Gertrude Himmelfarb and the Politics of Morality
Historian Gertrude Himmelfarb celebrated her 88th birthday yesterday, August 8, while Congress took its first week of summer recess. In the months between now and November’s midterm elections, much will be made of liberal and conservative values, culture wars, and their derivate potential laws. We can safely anticipate advertisements of the basest ilk, making clear heroes and still clearer villains out of political adversaries. Political campaigns are rarely guilty of moral relativism in the battle for America’s voting souls, a quality that should please Himmelfarb.
Himmelfarb, Professor Emeritus at the CUNY Graduate Center, has made a career as a conservative historian, writing on the Victorian era in the United States. Himmelfarb has lauded the clarity of Victorian morality in the United States, and how that solidly self-aware and self-confident morality adroitly guided American politics of the era. According to Himmelfarb, Victorian moral clarity aided the era’s progressive institutions to counter the scourges of poverty and illiteracy, among others. In her writings, Himmelfarb has scolded academic historians for their sins of moral relativism, and further, as Oz Frankel notes, for “their refusal to identify heroes and villains in their writings.” According to Himmelfarb, this tendency toward moral relativism stems from the cultural wars and revolutions of the 1960s and the subsequent “de-moralization” of American society. In a world where “everything is relative,” there is apparently no clear moral imperative, no guiding compass for social progress, and the present era dooms the shiftless, amoral and doubtlessly promiscuous future.
And yet, when we examine the issues on the American political agenda, they are largely issues of moral imperative. Consider the broad categories of financial reform, environmental policy, health care, education, and foreign policy; for each one of these monumentally important discussions, the loudest campaigners will present sweepingly moral platforms. Statements like “healthcare is a right” or “healthcare is a privilege you pay for” are totally devoid of ambiguity, repeated as ideological mantras in the political sphere. What exactly is it that defines an “axis of evil” anyway?
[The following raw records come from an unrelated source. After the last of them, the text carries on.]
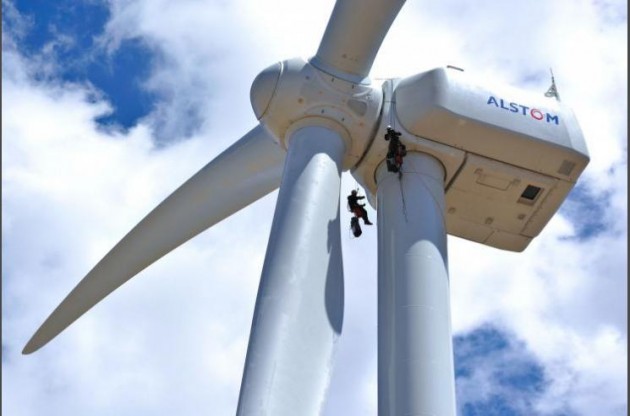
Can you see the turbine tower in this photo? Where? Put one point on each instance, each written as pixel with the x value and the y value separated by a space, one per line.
pixel 488 165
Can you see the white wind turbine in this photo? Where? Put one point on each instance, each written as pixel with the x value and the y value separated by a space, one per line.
pixel 492 166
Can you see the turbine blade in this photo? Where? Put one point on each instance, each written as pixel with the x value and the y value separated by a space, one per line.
pixel 246 171
pixel 354 35
pixel 299 308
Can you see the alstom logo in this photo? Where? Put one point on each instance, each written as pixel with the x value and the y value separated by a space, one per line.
pixel 513 107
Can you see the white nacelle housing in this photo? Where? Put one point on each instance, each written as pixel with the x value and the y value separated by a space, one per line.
pixel 511 157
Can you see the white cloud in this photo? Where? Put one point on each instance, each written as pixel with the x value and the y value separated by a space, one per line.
pixel 173 340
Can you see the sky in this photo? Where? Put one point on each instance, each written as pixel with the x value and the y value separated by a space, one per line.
pixel 108 106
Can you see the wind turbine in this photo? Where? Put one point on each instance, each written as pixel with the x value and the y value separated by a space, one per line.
pixel 492 166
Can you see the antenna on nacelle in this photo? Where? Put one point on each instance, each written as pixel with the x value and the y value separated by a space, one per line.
pixel 552 91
Academics often write with subtlety and complexity, rendering overly simplistic social, political and historic currents into thoughtful studies and perhaps even useful recommendations. I would hope that amid the political slogans and strategies we will not avoid thought in the name of reductionist moral clarity when we go to the polls, a process in which our female Victorian predecessors were not allowed to participate.